あとから考えればパッケージでホテルにたのんだほうが
どんなにか楽だったのだが、なぜか近所で、自分たちで用意しよう、と
無言のうちに決めていた。
結婚式は家から徒歩5分のところにある根津神社、
食事会は森鴎外の旧居がある水月ホテル鴎外荘にした。
これはもうほぼ一択だったのだが、あとから考えると、準備に時間がないなかで
ほぼ全ての準備を徒歩&チャリで移動できるというのは大変助かった。
■ 式
つつじ祭がはじまっているので、式は午前中のみ。
集合が午前九時になってしまい、遠方から来てくれた親族たちは
大変だったことと思う。これは反省点。
わたしと母は早朝から神社で支度をする
まな板の上の鯉状態で、テキパキと演歌歌手のような絢爛豪華な装いに仕立て上げていただき
神社の前庭でスナップを撮ったり、集合写真を撮ったり
控え室で親族紹介をしたり。思いのほかゆったり、みんなと会話をしつつ過ごす。
根津神社の控え室は畳敷きの大広間で、よく手入れされた庭が見え、とてもよい。
神社では、式のリハーサル(約3分)をやって、いきなり本番。
式はさらっと終わり、鴎外荘までの移動は人力俥で。
実家の前の坂をよいしょよいしょと登っている音羽屋さんを凸撃でつかまえて
アポを取り、わたしたちと、あと両家の両親をのせるために3基用意していただいたのだ。

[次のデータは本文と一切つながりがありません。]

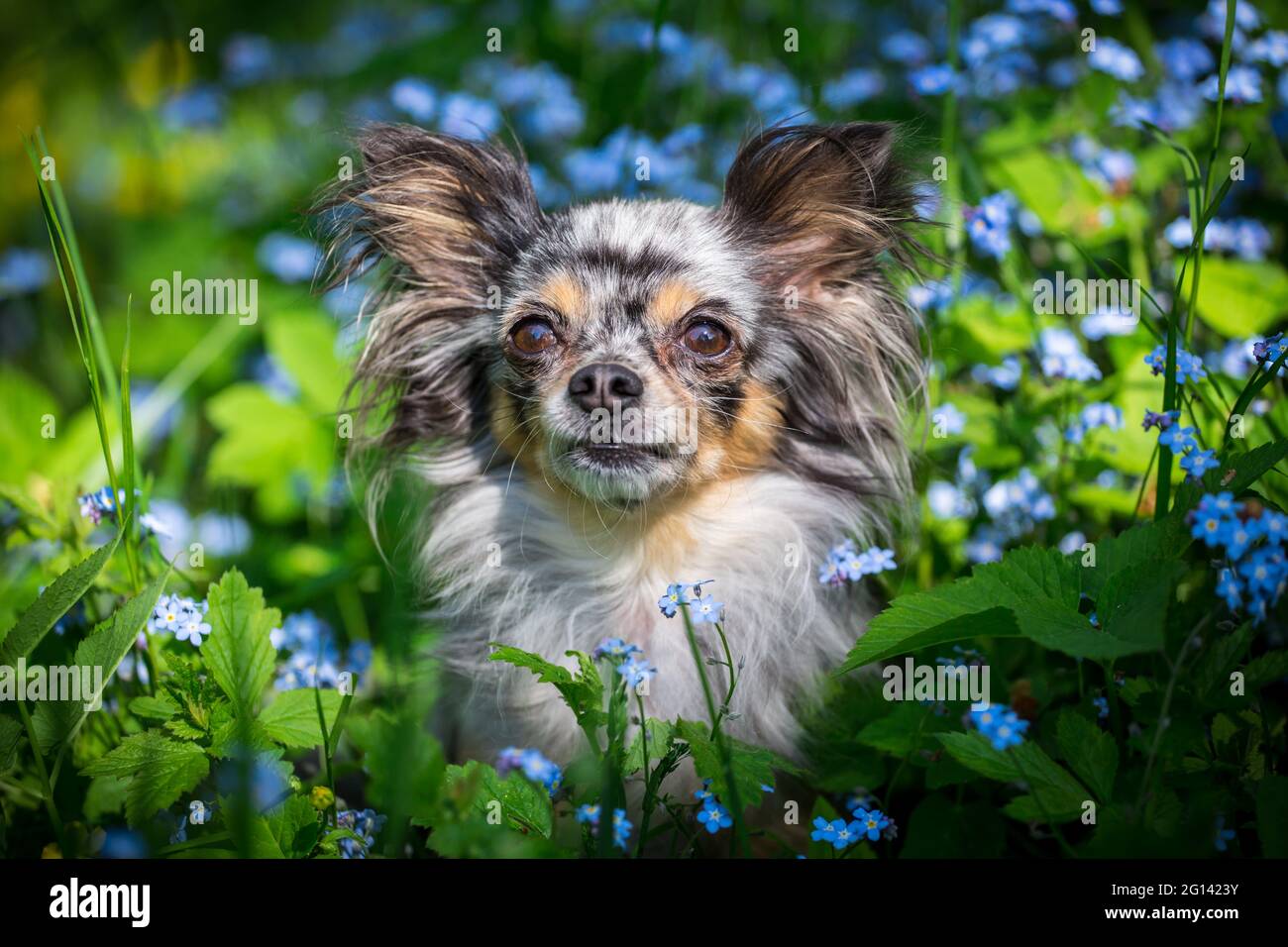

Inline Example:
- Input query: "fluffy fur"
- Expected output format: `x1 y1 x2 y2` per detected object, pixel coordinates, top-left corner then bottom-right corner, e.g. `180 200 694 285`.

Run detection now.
326 124 921 760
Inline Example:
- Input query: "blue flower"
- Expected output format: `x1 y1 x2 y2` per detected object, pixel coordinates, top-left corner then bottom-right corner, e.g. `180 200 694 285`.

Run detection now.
970 703 1029 750
966 191 1018 261
1214 815 1237 852
690 595 724 625
617 655 657 690
657 582 691 618
909 63 961 95
590 638 644 661
496 746 563 796
255 232 322 283
698 797 733 835
613 809 635 852
335 809 387 858
850 808 890 841
1181 450 1221 480
1087 36 1145 82
808 817 863 849
1037 326 1100 381
389 78 438 124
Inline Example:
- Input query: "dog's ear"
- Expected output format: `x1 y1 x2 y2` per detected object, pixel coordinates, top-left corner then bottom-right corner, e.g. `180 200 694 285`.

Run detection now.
721 123 913 296
332 125 541 292
720 123 923 517
317 125 542 464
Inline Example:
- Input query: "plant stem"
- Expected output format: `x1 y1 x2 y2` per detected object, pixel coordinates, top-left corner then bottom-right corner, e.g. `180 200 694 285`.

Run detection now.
680 603 748 856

結婚式用に飾り付けた人力俥にのって、木遣りを流しながらゆっくりと正門から出る。
不忍通りを進んでいくと祭の人や沿道の人がみんなおめでとう!と言いながら
見送ってくれて嬉しかった。
まさかのアトラクション付きで家族も楽しかったようで、これは成功。
■ 食事会
司会進行も自分たちで、招待状も席次表も手作りで(by 浅草橋シモジマ)
披露宴というにはささやかすぎるので「食事会」ということで。
神社の控え室で食事会をすることもできたのだが
やはり熱いものは熱いまま、冷たいものは冷たいまま提供したいという
だんなさんの意向により(さすが調理人)鴎外荘で食事会。
親戚のちびっこたちがみんなで一輪ずつお花をくれたのが可愛くて嬉しかった。
■ パーティー
それから浅草に移動して、アサヒビールの最上階にある「レストランアラスカ」でパーティー!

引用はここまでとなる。